実家には、いつも何かしら果物がある。2人とも「仏壇に供えるため」と言いながら、食後の楽しみにしている。私にも「リンゴあるよ」と勧めてくれるので、「アレルギーがあってリンゴは食べられない」と言ったら「そんなはずはない」と返された。そんなはずってどんなはず?

母が店頭に並ぶ大きな桃を見て、値段をちょっと気にしながら「桃、食べる?」と私に訊いてきたことがある。私が「うん」と答えて、私のために買うという想定だったんだろうと思う。
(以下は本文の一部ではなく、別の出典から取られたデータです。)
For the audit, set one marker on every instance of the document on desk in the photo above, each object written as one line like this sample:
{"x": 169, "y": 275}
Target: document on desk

「いや、私はアレルギーだから要らない。食べたいんならどうぞ」
「いやあ!」(面倒くさいな、アンタ、という感じ)

でもその桃はとても気になったようで、スーパーをひと通り見た後、また戻って来てカゴに入れていた。多分年代的なものがあるんだろうと思うけど、自分のためにちょっと高いものを買うのは贅沢に感じるみたい。「仏さまに供える」「人が来る」ことを理由にして、自分たちはご相伴にあずかる立場が落ち着くような。

「ウナギ食べたいけど、高くて」なんて言ってないで買ったらいいのに、と思う。でもそれで私が買ってくると、「金持ちは良いね」みたいなことを言われるから頻繁には出来ない。特別裕福な訳ではないけど、すごい貧乏でもないから、もう少し自分たちの楽しみ(今はもっぱら食べること)にお金を使ってくれたらいいのにと思う。